– È molto che dorme?
– Tre settimane. Da quando è tornato dalla città.
Rispose senza girarsi.
Guardava fuori dalla finestra, attraverso le tende. Una luce più primaverile del dovuto avvolgeva la sua sagoma scura.
– Ti fermi ancora molto? – continuai
– Sono di passaggio, vengo ogni tanto a dare un’occhiata. Spesso, ultimamente.
– Mi dispiace.
– Anche a me. Non è un lavoro facile il mio.
– Pensavo ci provassi gusto.
– A nessuno piace quello che faccio, nella maggior parte dei casi nemmeno a me. Guardala. Sa che sono qui ma finge di non vedermi e vorrebbe che fossi lontana. O concentrata su altro.
Andò lentamente a sedersi sul letto. Lo scrutò con occhi vivaci e stanchi.
– Sembra un tipo simpatico.
– Lo è. All’inizio non mi piaceva, poi ho imparato ad apprezzarlo.
– Come lo hai conosciuto?
– La sua figliastra. Io capivo qualcosa di computer, loro molto poco. È stato il mio primo cliente “mio”. Venivo da loro in calzoncini e canotta sportiva e mi trattavano come un professionista esemplare. Sei maturo per la tua età, mi aveva detto. Ogni tanto mi fermavo a cena, erano conversazioni divertenti. Non mi facevo mai pagare.
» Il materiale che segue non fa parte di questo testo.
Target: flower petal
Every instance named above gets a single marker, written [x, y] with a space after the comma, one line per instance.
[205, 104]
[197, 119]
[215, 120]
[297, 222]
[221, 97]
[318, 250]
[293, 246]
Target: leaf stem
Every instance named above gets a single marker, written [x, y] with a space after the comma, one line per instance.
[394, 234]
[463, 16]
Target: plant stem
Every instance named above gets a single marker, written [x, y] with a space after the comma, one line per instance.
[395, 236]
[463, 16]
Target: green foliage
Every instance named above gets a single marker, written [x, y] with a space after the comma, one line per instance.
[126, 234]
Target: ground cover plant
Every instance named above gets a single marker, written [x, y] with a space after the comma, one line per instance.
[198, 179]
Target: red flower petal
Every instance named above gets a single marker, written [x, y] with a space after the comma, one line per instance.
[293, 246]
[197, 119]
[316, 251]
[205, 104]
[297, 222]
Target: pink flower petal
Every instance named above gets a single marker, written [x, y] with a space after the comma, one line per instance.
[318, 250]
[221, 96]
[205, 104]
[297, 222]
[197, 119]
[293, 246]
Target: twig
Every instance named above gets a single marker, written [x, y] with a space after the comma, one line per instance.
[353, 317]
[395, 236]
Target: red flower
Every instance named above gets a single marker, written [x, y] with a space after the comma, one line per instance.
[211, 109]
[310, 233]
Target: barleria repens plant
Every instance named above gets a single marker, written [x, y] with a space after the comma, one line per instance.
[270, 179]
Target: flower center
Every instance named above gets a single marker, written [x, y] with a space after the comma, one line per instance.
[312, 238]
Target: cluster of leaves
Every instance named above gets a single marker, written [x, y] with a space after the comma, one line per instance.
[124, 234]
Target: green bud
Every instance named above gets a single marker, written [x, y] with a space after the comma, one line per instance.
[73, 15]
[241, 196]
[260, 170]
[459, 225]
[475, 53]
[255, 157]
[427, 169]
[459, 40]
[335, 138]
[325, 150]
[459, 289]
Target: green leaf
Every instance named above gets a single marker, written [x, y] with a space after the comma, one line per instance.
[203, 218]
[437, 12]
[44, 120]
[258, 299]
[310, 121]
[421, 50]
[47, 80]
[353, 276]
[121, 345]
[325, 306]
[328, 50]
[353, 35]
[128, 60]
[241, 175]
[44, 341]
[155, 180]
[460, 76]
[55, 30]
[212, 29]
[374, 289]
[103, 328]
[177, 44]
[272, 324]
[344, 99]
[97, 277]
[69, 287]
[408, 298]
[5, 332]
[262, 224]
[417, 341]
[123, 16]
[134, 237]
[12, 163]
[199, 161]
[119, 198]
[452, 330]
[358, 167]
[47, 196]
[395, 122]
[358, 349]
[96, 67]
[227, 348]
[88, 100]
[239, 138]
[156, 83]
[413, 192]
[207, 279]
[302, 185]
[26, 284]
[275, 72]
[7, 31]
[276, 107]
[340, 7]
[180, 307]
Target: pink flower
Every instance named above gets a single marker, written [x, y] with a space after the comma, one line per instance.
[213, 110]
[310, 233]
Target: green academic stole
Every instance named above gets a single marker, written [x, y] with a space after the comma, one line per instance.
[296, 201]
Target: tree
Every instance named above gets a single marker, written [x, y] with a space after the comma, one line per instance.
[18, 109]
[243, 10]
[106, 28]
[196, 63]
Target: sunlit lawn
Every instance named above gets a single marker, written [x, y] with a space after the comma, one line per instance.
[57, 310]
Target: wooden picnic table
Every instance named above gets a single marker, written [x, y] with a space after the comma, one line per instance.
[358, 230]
– Non sei mai stato bravo in quello.
– Decisamente no.
– E cosa fa?
– Qualcosa con le barche, barche di lusso. Mai capito. Non le costruisce ma discute su come costruirle, non le progetta ma ha tutti i disegni. Certe volte doveva tenere dei tempi. Un giorno me ne ha mostrata una e gli ho chiesto quanto costasse…
– E?
– Era scoppiato in una risata fragorosa quando gli ho comunicato la cifra che immaginavo. Costa venti volte tanto, mi aveva detto. Parliamo di milioni.
– Quelli sanno farsi pagare.
– Decisamente, sì.
Lei era alle mie spalle ma non ascoltava la nostra conversazione.
Non voleva ascoltarla.
Guardava lui.
Infilò il dito sotto la sua mano perché lo afferrasse.
Non lo afferrò.
– La distruggi, così.
– Lo so, mi dispiace, non faccio io le regole.
– E chi le fa?
– Non indovineresti mai, come con quella barca.
– Era una gran bella barca.
Prima di uscire dalla stanza, gli accarezzai una spalla.
Solo ossa. Le sentii respirare.
“Ciao ragazzo, non so quando ci rivedremo ancora. Buona navigazione. E grazie.”